Romania is responsible for a significant deviation from the agreed adjustment path towards its medium-term budgetary objective. Both the medium-term objective and the significant deviation procedure are part of the preventive arm of the Stability and Growth Pact, the EU’s fiscal rulebook. This focuses on structural balances, including budgetary balances corrected for cyclical, one-off and budgetary factors. It isolates the impact of discretionary government policy action and spending on interest repayments.
In the light of the commission’s autumn 2017 economic forecast, Romania’s structural balance is expected to have deteriorated by 1.1 per cent of GDP in 2017. This is contrary to the 0.5 per cent of GDP structural improvement recommended by the council in July 2017. The risk is that it will generate a deficit estimated at 3.3 per cent of GDP for 2017 – above the EU’s reference value for government deficits – requiring an excessive deficit procedure under the pact’s corrective arm.
What’s more, the growth of Romania’s net primary government expenditure has so far amounted to 4.9 per cent of GDP in 2017, well above the expenditure benchmark of 3.3 per cent set by the council.

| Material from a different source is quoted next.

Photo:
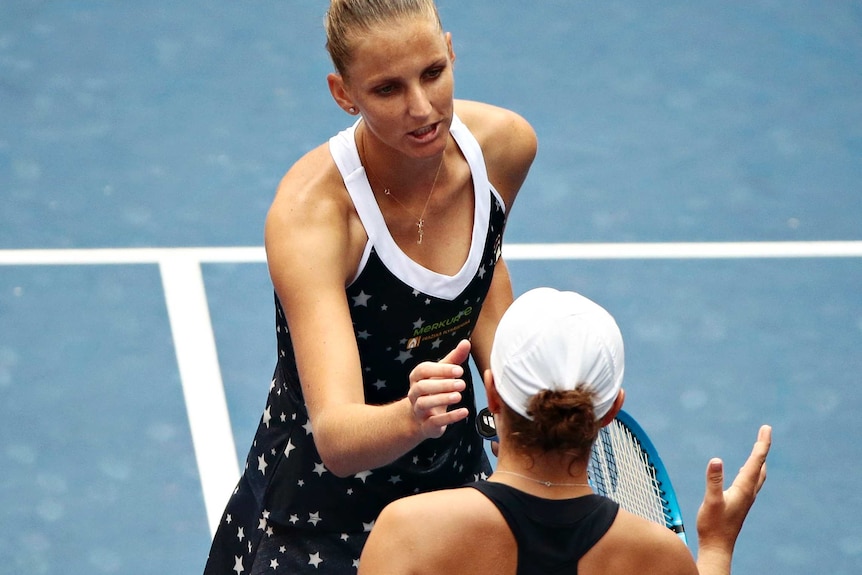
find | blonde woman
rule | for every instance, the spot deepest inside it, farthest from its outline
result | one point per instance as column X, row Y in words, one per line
column 383, row 245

The council has called for measures ensuring a nominal growth of net primary government expenditure of no more than 3.3 per cent in 2018, representing an annual structural adjustment of at least 0.8% of GDP. It recommends that any windfall gains be used for deficit reduction, and that budgetary consolidation measures secure a lasting improvement in the general government structural balance.

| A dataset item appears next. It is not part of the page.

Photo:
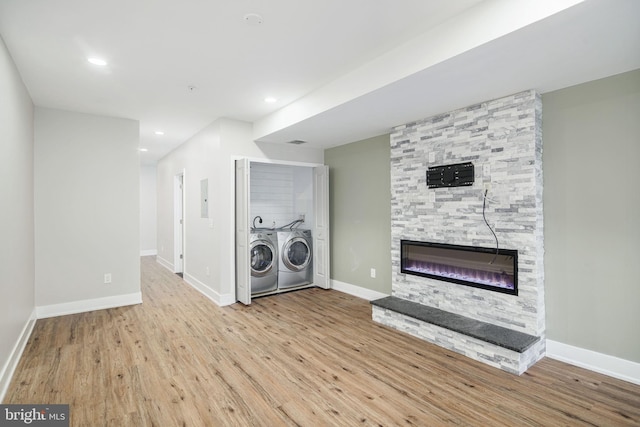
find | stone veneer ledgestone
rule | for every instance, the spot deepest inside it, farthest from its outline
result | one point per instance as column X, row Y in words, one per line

The council has set a 15 April 2018 deadline for Romania to report on action taken in response to its revised recommendation. The country’s increasingly beleaguered government agreed on 2018’s budget meeting during a cabinet meeting on December 6, based on 5.5 per cent economic growth, annual average inflation of 3.1 per cent and a budget deficit below 3 per cent.
“The cash deficit will be 2.97 per cent, under the 3 per cent limit set by the terms of the Maastricht Treaty” said Prime Minister Mihai Tudose.
However, the budget assumes an average exchange rate of 4.55 lei to the euro: the actual rate on December 6 was 4.63 lei.
The budget must now go before parliament.